Chap. 87. » Que nul de vous, Camarinéens et autres habitans de la Sicile, ne prête une oreille crédule aux imputations des Syracusains. Nous avons dit la vérité tout entière sur les soupçons répandus contre nous : pour achever de vous persuader, je vais me résumer en peu de mots. Nous affirmons donc que nous avons pris l’empire sur les alliés de notre pays pour n’être soumis à personne, que nous offrons la liberté à nos alliés de Sicile pour qu’ils ne nous nuisent pas, et que nous avons beaucoup à faire parce que nous avons beaucoup à craindre. De tout temps nous avons secouru ceux d’entre vous qui étaient opprimés, et nous venons les secourir encore, non pas de nous-mêmes, mais parce qu’on nous appelle. Ne vous érigez pas en juges de notre conduite, et n’essayez pas, censeurs à contre-temps, de nous détourner de nos desseins. Si notre activité et notre caractère tout-à-la-fois peuvent vous servir, acceptez nos offres et profitez-en.
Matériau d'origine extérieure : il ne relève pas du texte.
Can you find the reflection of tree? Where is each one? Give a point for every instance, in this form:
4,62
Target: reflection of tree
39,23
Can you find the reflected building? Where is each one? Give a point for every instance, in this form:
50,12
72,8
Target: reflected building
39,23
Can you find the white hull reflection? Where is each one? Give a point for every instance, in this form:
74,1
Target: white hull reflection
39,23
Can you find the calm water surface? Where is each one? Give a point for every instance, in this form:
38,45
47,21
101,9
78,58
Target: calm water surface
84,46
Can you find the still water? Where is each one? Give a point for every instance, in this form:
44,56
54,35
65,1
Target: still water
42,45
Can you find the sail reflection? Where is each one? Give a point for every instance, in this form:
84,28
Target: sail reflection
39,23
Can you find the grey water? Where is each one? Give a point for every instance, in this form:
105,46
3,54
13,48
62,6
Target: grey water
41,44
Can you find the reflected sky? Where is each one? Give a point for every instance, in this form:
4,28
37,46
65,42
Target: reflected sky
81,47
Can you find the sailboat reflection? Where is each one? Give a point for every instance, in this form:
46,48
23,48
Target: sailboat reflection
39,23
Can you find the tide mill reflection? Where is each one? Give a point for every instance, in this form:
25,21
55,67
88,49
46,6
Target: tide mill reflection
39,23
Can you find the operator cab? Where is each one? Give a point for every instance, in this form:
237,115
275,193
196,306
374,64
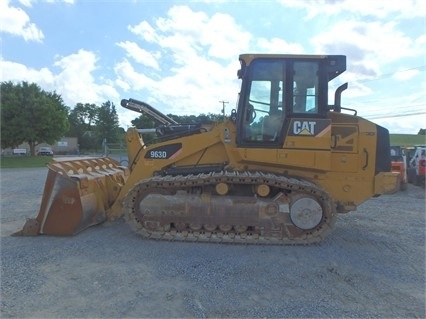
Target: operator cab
278,88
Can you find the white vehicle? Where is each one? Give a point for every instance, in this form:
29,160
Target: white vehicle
47,151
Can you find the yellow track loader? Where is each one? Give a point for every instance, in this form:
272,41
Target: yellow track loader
278,170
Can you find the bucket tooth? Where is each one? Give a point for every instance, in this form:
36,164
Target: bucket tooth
76,195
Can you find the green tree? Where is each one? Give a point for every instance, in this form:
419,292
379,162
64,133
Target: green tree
107,124
30,114
82,120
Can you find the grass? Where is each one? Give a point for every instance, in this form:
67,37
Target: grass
24,161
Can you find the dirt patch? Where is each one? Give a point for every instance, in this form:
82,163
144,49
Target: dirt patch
372,265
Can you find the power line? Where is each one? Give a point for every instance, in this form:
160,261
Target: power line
421,67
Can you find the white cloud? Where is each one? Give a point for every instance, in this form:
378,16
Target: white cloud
140,55
378,8
16,72
406,74
199,55
275,45
16,21
76,83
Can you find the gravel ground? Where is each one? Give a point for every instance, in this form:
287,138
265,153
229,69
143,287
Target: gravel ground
372,265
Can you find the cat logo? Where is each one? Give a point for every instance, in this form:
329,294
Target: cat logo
305,127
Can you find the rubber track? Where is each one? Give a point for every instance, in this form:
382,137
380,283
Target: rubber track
165,183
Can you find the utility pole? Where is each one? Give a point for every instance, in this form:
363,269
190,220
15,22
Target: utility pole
223,107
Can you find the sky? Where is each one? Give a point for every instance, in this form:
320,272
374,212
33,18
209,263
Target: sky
182,56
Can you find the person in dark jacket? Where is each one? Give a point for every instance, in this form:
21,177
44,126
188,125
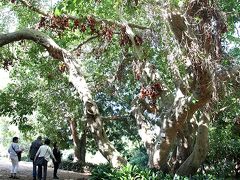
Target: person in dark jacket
58,155
32,152
13,151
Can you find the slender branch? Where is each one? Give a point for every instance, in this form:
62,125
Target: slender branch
98,21
28,34
27,4
84,42
115,118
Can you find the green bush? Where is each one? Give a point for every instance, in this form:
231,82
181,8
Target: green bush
128,172
224,151
102,172
139,157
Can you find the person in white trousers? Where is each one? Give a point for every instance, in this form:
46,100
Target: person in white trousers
13,150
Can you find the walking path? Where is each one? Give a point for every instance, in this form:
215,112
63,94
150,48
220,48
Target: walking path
25,172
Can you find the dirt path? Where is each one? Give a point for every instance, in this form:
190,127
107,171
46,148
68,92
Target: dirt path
25,172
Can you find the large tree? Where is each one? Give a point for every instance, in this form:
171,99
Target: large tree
163,63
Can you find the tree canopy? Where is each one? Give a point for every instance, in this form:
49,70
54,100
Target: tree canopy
152,71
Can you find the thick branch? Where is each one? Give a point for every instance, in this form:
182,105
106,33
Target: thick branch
27,4
76,77
28,34
99,21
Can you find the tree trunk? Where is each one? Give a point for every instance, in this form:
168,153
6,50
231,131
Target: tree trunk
77,79
83,142
79,144
193,162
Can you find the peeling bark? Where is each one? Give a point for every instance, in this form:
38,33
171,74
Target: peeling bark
79,143
79,82
193,162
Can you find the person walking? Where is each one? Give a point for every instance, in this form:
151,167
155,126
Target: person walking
13,151
32,153
58,155
44,151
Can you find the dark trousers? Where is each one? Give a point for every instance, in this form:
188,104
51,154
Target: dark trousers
56,166
35,170
44,171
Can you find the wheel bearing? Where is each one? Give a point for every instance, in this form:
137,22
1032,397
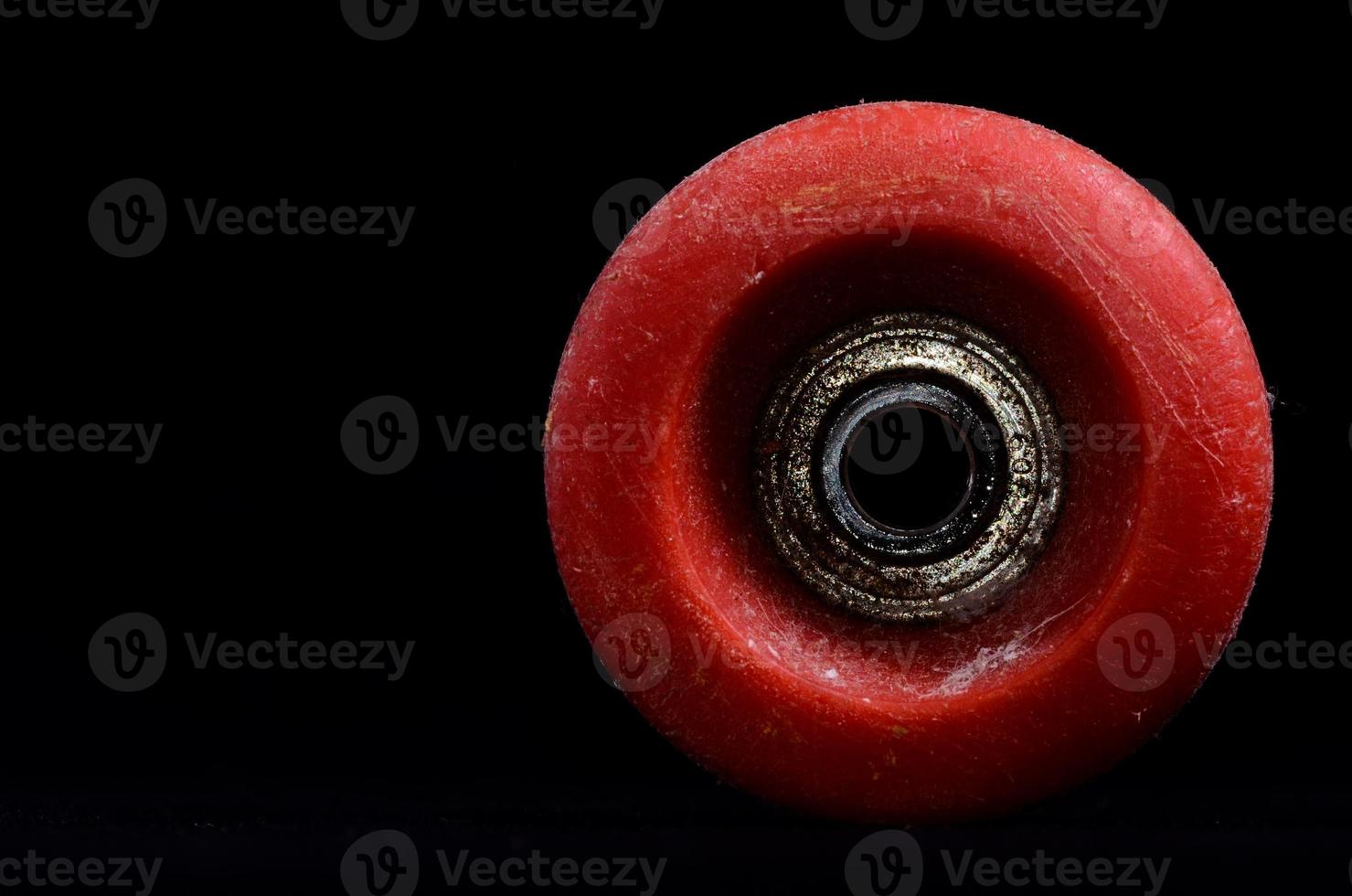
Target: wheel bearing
949,571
Croyez que ce défaut qu’on nous reproche, loin de nuire également à tous, présente de grandes ressources à la plupart des Hellènes. Partout, et dans le pays même où nous ne nous trouvons pas, celui qui veut opprimer et celui qui craint l’oppression s’attendent également, l’un à recevoir des secours pour prix de sa soumission a Athènes, l’autre, si nous arrivons, à ne pouvoir sans risque exécuter son projet ; d’où il résulte que l’un est forcé malgré lui à la modération, et que l’autre est sauvé sans qu’il lui en coûte. Ne repoussez donc pas un avantage commun à tous ceux qui le réclament, et qui s’offre maintenant à vous ; mais, établissant une comparaison entre votre sort et celui des autres, au lieu de vous tenir toujours en garde contre les Syracusains, unissez-vous à nous pour les attaquer enfin vous-mêmes. »
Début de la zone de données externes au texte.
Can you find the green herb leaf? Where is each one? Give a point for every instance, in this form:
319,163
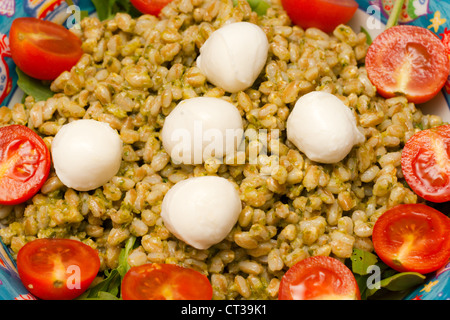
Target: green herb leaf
109,288
395,14
258,6
362,260
33,87
123,257
368,36
107,9
399,282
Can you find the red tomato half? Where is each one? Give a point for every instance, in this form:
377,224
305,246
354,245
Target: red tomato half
323,14
57,269
153,7
43,49
412,237
156,281
426,163
24,164
319,278
408,60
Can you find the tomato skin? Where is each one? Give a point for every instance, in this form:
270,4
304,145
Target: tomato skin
425,163
152,7
43,49
57,269
159,281
24,164
323,14
408,60
412,238
318,278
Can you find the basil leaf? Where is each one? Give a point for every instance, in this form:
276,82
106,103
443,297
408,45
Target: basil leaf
399,282
109,288
362,260
33,87
107,9
258,6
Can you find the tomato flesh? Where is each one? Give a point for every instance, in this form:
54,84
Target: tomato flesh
425,163
325,15
165,282
408,60
412,237
318,278
57,269
24,164
43,49
152,7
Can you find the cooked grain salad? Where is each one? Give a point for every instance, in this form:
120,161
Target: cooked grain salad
135,71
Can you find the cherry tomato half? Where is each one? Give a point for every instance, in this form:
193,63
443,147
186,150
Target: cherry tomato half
152,7
156,281
57,269
43,49
407,60
24,164
412,237
319,278
325,15
425,163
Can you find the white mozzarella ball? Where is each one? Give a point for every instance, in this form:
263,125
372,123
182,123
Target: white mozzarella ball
86,154
234,55
323,127
201,211
201,128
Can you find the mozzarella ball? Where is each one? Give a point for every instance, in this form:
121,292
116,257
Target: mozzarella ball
86,154
234,55
201,128
323,127
201,211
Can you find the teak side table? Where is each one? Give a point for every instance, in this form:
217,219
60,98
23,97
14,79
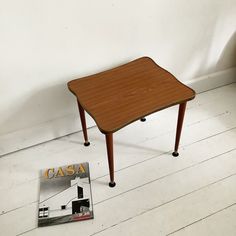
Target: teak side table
120,96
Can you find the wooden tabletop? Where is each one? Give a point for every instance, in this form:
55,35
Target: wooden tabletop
117,97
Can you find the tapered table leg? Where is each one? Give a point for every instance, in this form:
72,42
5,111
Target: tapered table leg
109,143
83,122
182,108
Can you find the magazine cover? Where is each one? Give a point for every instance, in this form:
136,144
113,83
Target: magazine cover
65,195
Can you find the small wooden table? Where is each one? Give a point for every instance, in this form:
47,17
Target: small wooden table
120,96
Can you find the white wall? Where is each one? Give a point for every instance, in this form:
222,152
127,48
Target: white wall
46,43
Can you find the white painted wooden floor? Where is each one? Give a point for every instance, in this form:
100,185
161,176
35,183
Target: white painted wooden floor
156,194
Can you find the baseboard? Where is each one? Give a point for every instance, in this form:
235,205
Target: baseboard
69,124
212,81
41,133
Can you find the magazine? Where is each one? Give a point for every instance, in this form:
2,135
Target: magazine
65,195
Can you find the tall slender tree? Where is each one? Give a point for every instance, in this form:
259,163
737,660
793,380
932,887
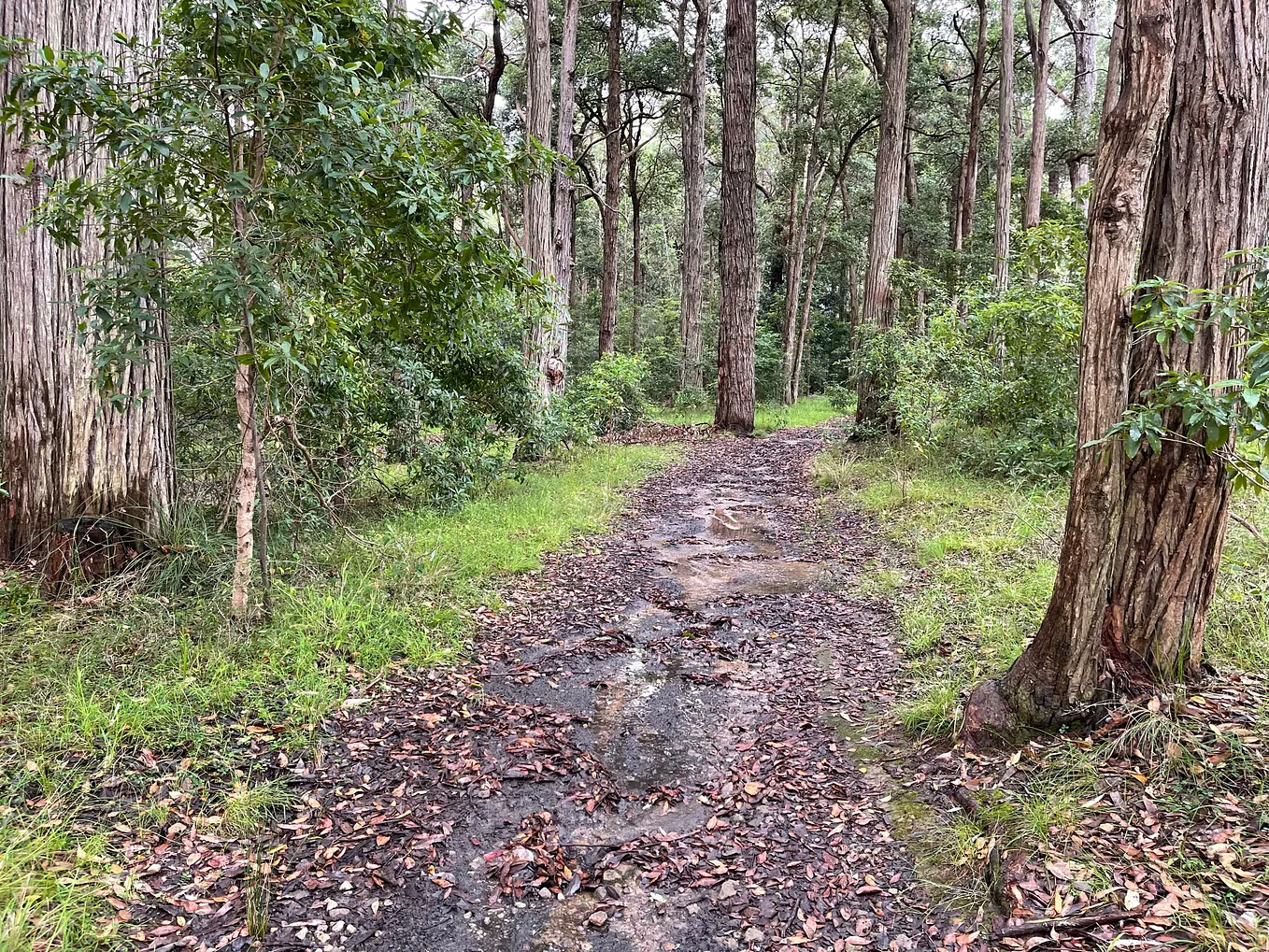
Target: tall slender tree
563,204
693,132
739,230
967,184
1081,21
609,212
878,308
1037,36
538,234
1004,149
1183,180
805,193
64,449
Chap. 88. Ainsi parla Euphémus. Les habitans de Camarine étaient partagés entre deux affections différentes : d’un côté, ils avaient de la bienveillance pour les Athéniens, autant du moins qu’ils le pouvaient, soupçonnant que l’expédition avait pour but l’asservissement de la Sicile ; de l’autre, toujours en différends avec Syracuses au sujet des limites, et craignant que cette ville, dont ils étaient si voisins, seule et sans leur secours ne triomphât d’Athènes, ils lui avaient d’abord envoyé quelque peu de cavalerie, avec l’intention de l’aider davantage dans la suite, quoiqu’avec réserve. Cependant, pour ne pas se montrer, dans les circonstances présentes, moins portés pour les Athéniens, surtout après l’avantage que ceux-ci venaient d’obtenir, ils crurent, dans leur réponse, devoir traiter avec égalité les deux partis. Fixés à cette résolution, ils répondirent que, la guerre s’étant élevée entre deux peuples alliés, ils croyaient, par respect pour les sermens, devoir rester neutres. Les députés d’Athènes et ceux de Syracuses se retirèrent.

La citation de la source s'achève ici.